In a letter to James Madison, dated November 30, 1785, George Washington wrote, “We are either a United people, or we are not. If the former, let us, in all matters of general concern act as a nation, which have national objects to promote, and a national character to support. If we are not, let us no longer act a farce by pretending to it.”

What a difference 230-years make.

Recently, six-members of the Associated Students of University of California Irvine (ASUCI) voted to ban the American flag from the campus. And when other student leaders stood up against the ban, a group of university professors signed a letter showing their solidarity with students.

“U.S. nationalism often contributes to racism and xenophobia, and that the paraphernalia of nationalism is in fact often used to intimidate,” reads the letter.

Following the vote, ASUCI president Reza Zomorrodian said, “It’s an attack on American values. A lot of people want to come to the United States for a reason — it’s because of the freedoms we have.”

Thankfully, wisdom prevailed, and the resolution was overturned.

Now, a black student organization at the University of California at Berkeley is demanding the university rename a building on campus after Assata Shakur, a former Black Panther, convicted cop killer and the first woman named to the FBI’s Most-Wanted Terrorist List. But to members of the Black Student Union at Berkeley, she’s an “icon of resistance within oppressed communities (who) represents black resilience in the face of state-sanctioned violence.”

These demands should come as no surprise to anyone as a 1989 study by the Carnegie Foundation for the Advancement of Teaching found 70 percent of the professors in the major liberal arts colleges and research universities considered themselves liberal.

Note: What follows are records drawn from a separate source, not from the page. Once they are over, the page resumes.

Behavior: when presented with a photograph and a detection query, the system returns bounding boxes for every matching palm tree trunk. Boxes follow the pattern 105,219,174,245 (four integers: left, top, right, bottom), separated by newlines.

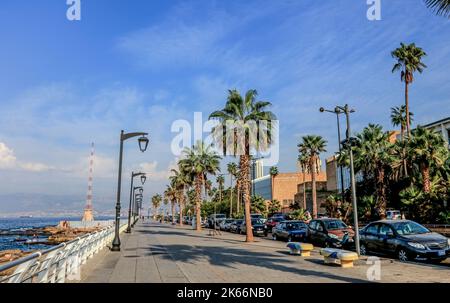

236,179,241,213
180,194,184,226
405,78,411,136
240,155,253,242
310,157,317,219
377,169,386,219
230,175,233,218
195,173,203,231
171,201,175,224
302,169,306,211
421,164,431,193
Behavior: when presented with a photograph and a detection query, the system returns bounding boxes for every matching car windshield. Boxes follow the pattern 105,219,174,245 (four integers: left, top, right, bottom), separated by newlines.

392,221,430,235
286,222,306,230
252,219,264,225
324,220,347,230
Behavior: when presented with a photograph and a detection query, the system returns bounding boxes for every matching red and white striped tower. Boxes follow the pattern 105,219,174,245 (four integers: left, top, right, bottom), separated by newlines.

82,142,94,222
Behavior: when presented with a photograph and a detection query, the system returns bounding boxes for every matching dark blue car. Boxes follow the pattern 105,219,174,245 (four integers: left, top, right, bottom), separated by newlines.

272,221,308,242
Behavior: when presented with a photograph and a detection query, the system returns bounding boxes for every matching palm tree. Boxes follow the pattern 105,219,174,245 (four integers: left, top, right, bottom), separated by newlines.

227,162,239,218
268,200,281,214
269,166,278,204
209,90,276,242
410,126,448,193
298,135,327,218
391,43,427,135
355,124,393,218
216,175,225,202
179,141,221,231
164,182,177,224
298,152,309,210
152,194,162,220
169,167,192,226
391,105,414,140
424,0,450,17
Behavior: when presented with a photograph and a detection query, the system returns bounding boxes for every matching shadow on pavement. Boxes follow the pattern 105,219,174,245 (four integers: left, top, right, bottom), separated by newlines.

143,244,367,283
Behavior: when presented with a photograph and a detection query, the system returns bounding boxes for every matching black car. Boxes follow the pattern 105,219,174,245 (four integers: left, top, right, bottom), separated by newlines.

239,219,267,236
230,219,244,234
272,221,308,242
360,220,450,262
308,218,355,248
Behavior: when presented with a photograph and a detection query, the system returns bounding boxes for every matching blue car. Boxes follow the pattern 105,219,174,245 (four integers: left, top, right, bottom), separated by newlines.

272,221,308,242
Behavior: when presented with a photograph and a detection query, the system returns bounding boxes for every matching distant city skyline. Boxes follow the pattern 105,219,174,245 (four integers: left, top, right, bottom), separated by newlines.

0,0,450,215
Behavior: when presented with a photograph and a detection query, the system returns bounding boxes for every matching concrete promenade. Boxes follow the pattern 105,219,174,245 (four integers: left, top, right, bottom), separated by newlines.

79,222,450,283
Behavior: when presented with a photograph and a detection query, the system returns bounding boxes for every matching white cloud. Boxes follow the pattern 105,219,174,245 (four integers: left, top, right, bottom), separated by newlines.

0,142,16,168
0,142,55,172
138,160,177,181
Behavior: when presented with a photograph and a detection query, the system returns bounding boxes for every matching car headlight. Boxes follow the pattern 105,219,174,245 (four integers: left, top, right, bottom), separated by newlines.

328,234,339,239
408,242,425,249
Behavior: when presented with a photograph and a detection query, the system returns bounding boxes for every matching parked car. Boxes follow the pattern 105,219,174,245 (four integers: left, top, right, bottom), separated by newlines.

360,220,450,263
250,214,267,223
265,217,284,233
386,210,402,220
272,220,308,242
308,218,355,248
230,219,244,234
208,214,227,228
219,219,234,231
239,219,267,236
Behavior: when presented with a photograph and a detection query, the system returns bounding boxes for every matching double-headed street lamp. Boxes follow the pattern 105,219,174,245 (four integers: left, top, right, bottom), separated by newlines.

320,104,360,255
111,130,149,251
131,186,144,227
125,172,147,233
319,107,345,202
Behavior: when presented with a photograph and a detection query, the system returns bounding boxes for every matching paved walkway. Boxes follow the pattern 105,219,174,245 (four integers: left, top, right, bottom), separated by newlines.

77,223,450,283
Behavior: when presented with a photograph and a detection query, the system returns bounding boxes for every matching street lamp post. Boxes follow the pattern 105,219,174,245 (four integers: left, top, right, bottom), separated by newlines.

319,107,345,202
131,186,144,227
125,172,146,233
111,130,148,251
320,104,360,255
336,104,360,255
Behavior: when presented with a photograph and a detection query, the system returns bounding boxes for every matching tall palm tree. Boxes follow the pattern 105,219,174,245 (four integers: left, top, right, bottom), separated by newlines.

424,0,450,17
298,135,327,218
391,105,414,140
391,43,427,135
179,141,221,231
298,152,309,210
227,162,239,218
152,194,162,220
216,175,225,202
355,124,393,218
269,166,278,204
209,89,276,242
410,126,448,193
169,167,192,226
164,182,177,224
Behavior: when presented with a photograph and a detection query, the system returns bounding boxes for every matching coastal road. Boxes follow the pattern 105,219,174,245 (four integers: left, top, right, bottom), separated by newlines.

74,222,450,283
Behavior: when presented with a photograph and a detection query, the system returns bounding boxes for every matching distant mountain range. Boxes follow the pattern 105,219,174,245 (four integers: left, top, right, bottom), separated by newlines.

0,193,118,217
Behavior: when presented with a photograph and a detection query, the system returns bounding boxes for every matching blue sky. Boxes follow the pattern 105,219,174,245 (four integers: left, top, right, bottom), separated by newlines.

0,0,450,214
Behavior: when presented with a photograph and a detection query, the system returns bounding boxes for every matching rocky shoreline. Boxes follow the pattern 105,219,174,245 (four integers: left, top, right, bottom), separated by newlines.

0,221,104,275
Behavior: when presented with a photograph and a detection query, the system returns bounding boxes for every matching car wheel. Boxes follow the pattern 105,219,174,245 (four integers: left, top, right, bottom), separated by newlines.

359,244,367,256
397,248,409,262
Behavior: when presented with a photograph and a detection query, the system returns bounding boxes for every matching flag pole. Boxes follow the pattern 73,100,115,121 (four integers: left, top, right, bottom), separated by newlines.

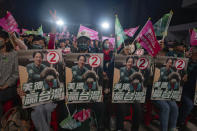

162,10,173,40
132,17,151,43
114,14,118,54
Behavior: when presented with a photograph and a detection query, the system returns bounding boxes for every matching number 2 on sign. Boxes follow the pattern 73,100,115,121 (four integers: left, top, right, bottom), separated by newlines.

50,52,56,63
175,60,185,70
92,56,98,66
139,59,146,68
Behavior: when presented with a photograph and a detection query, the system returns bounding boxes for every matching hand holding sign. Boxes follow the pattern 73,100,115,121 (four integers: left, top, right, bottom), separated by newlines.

137,58,149,70
47,51,60,64
88,55,101,67
175,59,185,70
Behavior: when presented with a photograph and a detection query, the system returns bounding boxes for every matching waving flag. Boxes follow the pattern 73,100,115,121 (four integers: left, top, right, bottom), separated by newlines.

77,25,99,40
115,15,127,49
124,26,139,37
154,11,173,37
102,36,115,50
137,20,160,56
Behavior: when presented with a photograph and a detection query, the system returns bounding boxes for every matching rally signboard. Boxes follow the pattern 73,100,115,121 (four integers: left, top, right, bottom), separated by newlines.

18,50,65,108
151,57,188,101
64,53,103,103
112,55,152,103
194,80,197,105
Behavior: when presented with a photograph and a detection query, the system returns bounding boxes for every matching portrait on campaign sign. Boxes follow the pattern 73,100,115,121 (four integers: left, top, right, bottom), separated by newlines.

64,53,103,103
194,80,197,105
151,57,188,101
18,50,65,108
112,55,152,103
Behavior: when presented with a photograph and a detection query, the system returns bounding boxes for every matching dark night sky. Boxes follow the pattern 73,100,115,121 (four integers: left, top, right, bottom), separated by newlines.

0,0,196,33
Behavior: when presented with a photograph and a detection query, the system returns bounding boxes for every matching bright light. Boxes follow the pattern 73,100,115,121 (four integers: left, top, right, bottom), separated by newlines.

56,20,64,26
102,22,109,29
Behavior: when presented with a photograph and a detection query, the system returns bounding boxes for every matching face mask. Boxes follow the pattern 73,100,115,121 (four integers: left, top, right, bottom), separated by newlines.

32,44,43,49
104,44,109,49
78,43,88,51
0,40,5,49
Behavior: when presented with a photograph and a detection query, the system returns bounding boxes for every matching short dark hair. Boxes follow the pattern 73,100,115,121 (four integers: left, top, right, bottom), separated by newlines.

33,51,44,59
77,55,86,62
126,56,134,64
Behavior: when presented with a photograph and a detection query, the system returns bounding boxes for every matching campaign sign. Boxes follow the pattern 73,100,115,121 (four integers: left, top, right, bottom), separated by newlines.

112,55,152,103
18,50,65,108
64,53,103,103
194,80,197,105
151,57,188,101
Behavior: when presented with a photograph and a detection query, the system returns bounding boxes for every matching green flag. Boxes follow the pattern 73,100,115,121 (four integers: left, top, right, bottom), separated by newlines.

115,15,127,49
37,25,43,36
153,11,173,37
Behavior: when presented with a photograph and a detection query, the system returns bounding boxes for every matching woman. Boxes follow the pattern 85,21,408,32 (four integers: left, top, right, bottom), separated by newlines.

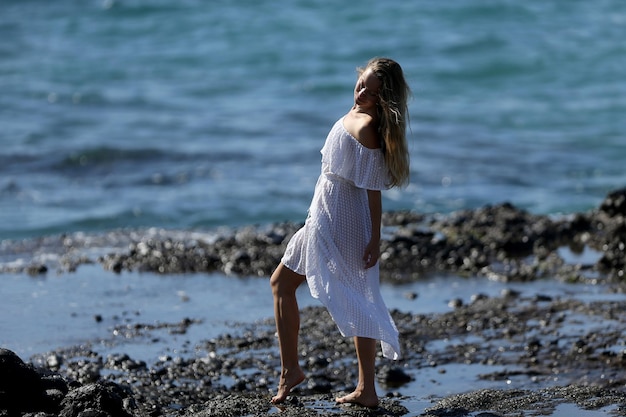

270,58,410,407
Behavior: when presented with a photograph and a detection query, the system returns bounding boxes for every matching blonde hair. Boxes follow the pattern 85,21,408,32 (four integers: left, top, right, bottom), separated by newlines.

357,58,411,187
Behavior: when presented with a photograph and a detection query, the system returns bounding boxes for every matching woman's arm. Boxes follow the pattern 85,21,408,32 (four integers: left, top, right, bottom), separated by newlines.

363,190,383,268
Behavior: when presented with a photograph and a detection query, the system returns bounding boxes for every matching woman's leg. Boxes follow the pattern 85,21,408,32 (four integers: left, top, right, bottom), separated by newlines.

336,337,378,407
270,263,305,404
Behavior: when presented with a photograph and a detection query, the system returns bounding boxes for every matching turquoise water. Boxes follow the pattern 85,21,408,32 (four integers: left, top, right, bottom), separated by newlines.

0,0,626,239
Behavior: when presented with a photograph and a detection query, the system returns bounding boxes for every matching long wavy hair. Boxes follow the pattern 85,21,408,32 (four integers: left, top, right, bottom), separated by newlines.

357,58,411,187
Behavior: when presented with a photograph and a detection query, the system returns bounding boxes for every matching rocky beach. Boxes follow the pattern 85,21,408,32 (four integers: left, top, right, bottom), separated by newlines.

0,189,626,417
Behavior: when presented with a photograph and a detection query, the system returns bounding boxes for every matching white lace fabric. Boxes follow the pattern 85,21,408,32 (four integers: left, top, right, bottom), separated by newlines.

282,119,400,359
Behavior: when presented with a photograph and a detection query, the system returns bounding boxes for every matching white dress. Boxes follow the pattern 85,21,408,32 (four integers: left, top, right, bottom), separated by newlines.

282,118,400,359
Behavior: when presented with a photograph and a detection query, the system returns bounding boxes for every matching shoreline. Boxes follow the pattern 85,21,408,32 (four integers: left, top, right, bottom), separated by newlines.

0,190,626,417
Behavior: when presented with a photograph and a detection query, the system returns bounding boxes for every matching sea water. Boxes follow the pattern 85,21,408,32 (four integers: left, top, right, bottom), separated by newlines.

0,0,626,364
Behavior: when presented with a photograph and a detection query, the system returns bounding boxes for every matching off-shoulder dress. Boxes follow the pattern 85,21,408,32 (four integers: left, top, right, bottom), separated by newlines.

281,118,400,359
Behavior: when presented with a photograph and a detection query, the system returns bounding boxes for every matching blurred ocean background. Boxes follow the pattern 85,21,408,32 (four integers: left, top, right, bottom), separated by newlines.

0,0,626,368
0,0,626,239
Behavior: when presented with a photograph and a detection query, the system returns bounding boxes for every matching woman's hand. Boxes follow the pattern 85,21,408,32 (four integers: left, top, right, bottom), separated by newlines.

363,239,380,269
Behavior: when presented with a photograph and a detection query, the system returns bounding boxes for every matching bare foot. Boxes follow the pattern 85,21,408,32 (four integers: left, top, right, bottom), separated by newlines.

335,391,378,408
271,368,304,404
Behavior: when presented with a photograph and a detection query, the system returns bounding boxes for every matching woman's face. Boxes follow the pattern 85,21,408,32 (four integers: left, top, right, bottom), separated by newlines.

354,68,380,109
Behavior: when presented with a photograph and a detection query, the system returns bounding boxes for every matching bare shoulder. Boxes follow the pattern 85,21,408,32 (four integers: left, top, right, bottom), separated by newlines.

344,113,380,149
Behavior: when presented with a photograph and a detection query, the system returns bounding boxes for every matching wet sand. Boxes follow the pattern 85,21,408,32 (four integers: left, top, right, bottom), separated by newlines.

3,190,626,417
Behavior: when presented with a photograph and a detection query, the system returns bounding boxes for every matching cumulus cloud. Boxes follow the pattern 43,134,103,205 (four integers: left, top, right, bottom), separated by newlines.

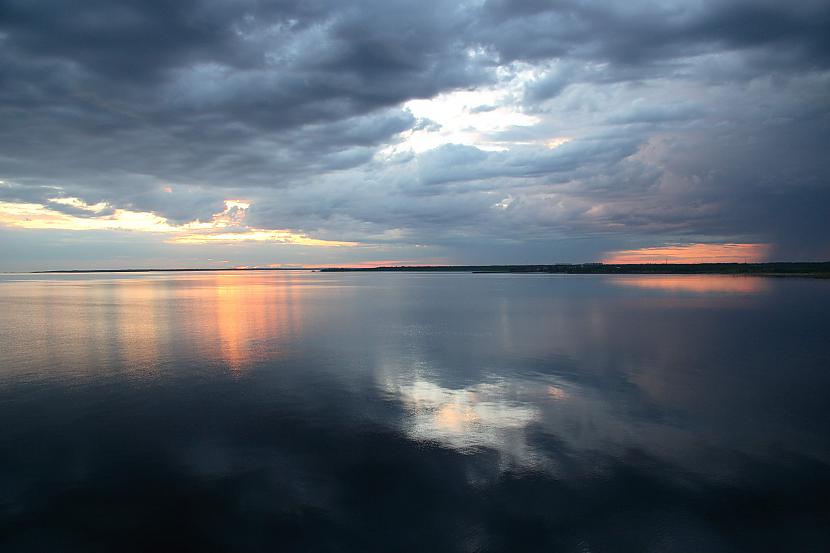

0,0,830,263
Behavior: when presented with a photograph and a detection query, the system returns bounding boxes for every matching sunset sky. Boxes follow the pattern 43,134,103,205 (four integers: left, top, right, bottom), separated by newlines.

0,0,830,271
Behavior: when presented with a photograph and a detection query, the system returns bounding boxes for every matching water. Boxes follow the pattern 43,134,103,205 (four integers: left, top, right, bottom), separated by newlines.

0,272,830,552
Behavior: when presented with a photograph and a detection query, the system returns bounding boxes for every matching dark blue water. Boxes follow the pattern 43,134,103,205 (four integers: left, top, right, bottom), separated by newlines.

0,272,830,552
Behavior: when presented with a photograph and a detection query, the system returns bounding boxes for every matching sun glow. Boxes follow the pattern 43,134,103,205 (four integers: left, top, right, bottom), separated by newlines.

602,243,770,265
0,197,358,247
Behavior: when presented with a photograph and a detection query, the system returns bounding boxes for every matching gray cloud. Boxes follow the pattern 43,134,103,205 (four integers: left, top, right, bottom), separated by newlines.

0,0,830,262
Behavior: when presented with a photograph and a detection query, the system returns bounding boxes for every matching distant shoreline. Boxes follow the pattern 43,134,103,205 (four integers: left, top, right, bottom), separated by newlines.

24,261,830,278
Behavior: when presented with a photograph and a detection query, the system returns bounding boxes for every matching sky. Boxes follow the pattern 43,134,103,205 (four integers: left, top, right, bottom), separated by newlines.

0,0,830,271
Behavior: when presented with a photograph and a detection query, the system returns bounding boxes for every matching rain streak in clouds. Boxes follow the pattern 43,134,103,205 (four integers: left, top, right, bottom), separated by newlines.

0,0,830,270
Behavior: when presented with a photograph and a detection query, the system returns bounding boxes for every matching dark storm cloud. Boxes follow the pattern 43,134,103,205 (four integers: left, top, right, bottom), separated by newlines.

0,0,830,261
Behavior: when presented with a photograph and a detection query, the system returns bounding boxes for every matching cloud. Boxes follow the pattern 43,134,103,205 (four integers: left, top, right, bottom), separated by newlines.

0,0,830,263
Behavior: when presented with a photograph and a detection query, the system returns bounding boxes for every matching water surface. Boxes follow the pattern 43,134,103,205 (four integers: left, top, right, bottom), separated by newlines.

0,272,830,552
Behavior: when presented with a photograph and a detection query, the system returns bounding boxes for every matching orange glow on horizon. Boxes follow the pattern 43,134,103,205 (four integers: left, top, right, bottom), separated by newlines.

0,197,359,247
602,243,770,265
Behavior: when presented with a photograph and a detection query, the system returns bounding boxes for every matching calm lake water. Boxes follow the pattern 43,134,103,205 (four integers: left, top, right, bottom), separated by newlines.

0,272,830,552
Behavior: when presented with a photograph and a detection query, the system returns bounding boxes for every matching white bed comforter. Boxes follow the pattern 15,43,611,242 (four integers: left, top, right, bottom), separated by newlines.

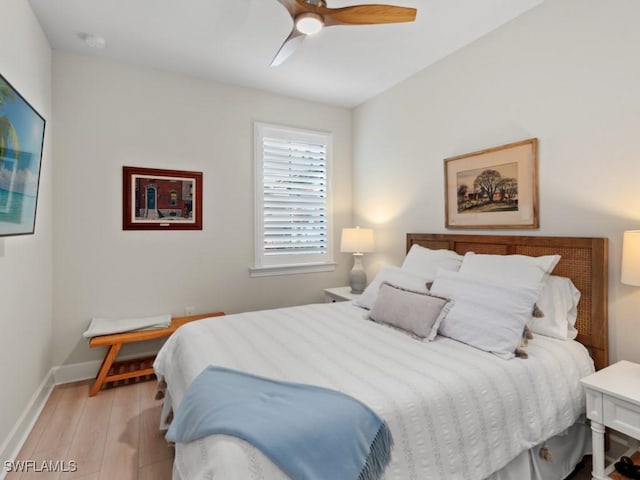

154,302,593,480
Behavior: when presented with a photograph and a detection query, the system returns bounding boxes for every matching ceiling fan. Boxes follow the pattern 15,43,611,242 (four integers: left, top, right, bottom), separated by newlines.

271,0,416,67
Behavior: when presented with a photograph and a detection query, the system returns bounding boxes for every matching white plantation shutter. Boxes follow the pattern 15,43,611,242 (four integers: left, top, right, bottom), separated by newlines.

256,124,333,276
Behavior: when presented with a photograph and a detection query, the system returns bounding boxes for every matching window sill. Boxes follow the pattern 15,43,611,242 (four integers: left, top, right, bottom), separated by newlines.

249,262,336,277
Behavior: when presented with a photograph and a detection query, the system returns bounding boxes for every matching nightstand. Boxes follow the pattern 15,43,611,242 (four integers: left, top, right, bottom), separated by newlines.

324,286,362,303
580,360,640,480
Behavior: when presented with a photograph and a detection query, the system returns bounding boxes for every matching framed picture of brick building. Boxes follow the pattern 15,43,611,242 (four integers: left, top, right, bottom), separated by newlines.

122,167,202,230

The same study found most professors at major universities do little teaching. Their primary activity is research funded through agencies, like the National Science Foundation, National Institutes of Health, the National Endowment for the Humanities, the USDA, and others.

Furthermore, many students are supported by government-subsidized loans and grants. The U.S. Department of Education says about a third of all students at public, four-year colleges and universities, and half the students at private colleges and universities, receive financial aid from the federal government.

Perhaps it’s time to federally defund colleges and universities and place the impetus of education at the feet of the local community that the institution serves.